In April 2023, state prosecutors attempted to present a new witness, lawyer Demiteer Huerta of the Public Attorney's Office, to one of de Lima's cases at Muntinlupa RTC Branch 204 after Judge Abraham Alcantara stated his intention to render judgement the next month. Upon the acquittal of de Lima and her former driver Ronnie Dayan by RTC Branch 204 on May 12, 2023, Ocampo and the panel of prosecutors appealed for the court to reconsider its decision. Ocampo and the prosecutors further objected to the raffling of de Lima's then-remaining drug case to Judge Alcantara for questions regarding his impartiality on a "near identical case" to what Alcantara gave his decision to in May, resulting in Alcantara recusing himself in July 2023. On July 6, Judge Alcantara upheld his court's initial decision in May and denied the prosecution's motion to reconsider de Lima's acquittal. Solicitor General Menardo Guevarra, however, appealed the May decision to the Court of Appeals by September.

In late 2023, several witnesses including retired policeman Jerry Valeroso recanted their accusations against de Lima for her remaining drug case, and by June 24, 2024, Muntinlupa RTC Branch 206 granted de Lima's demurrer petition, citing the prosecution's failure to "prove the guilt of all the accused beyond reasonable doubt" and thus acquitting her and other co-accused of conspiracy to commit drug trading.

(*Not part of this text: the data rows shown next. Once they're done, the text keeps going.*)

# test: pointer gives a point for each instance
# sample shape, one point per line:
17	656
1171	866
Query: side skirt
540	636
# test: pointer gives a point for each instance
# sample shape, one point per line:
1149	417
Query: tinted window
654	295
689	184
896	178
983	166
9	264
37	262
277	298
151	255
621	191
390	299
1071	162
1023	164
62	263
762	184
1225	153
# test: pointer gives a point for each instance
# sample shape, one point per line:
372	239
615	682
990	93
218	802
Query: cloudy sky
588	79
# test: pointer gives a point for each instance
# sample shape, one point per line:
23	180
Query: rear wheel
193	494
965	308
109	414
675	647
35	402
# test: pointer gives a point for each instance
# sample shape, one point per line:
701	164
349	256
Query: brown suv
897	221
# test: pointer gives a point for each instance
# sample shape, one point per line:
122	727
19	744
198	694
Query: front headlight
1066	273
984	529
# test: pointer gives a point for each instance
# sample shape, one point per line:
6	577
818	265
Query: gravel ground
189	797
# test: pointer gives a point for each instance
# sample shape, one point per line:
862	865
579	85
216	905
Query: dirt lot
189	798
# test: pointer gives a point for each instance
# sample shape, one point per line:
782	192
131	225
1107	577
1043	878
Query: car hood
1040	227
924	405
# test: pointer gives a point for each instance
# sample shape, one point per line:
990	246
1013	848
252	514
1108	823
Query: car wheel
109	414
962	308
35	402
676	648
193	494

A motion for reconsideration filed by the prosecution panel was later denied by the court in August 2024.

On April 30, 2025, the Court of Appeals granted Solicitor General Guevarra's petition and declared the RTC Branch 204's decisions from 2023 "null and void", remanding the case back to the RTC. On June 27, 2025, RTC Branch 204 reaffirmed its initial 2023 decision, upon which the panel of prosecutors led by Ocampo filed a motion before the court to reconsider its final decision. Justice Secretary Jesus Crispin Remulla criticized the panel of prosecutors' motion as "following a political agenda, not a legal agenda" and instructed Prosecutor General Richard Fadullon to "stop the foolishness of these people under us". By July 23, 2025, Ocampo and the prosecutor panel withdrew their motion for reconsideration before the RTC. Former Supreme Court spokesperson Theodore Te denounced the attempt by Ocampo and his prosecution panel to overturn de Lima's acquittal as having "no manifest intent to follow the Constitution", stating that "There must be consequences for this rogue behavior."

On September 30, 2025, Judge Alcantara of RTC Branch 204 granted the motion of Ocampo and others to withdraw their motion for reconsideration, thus deeming the court's drug case against de Lima and Dayan "closed and terminated".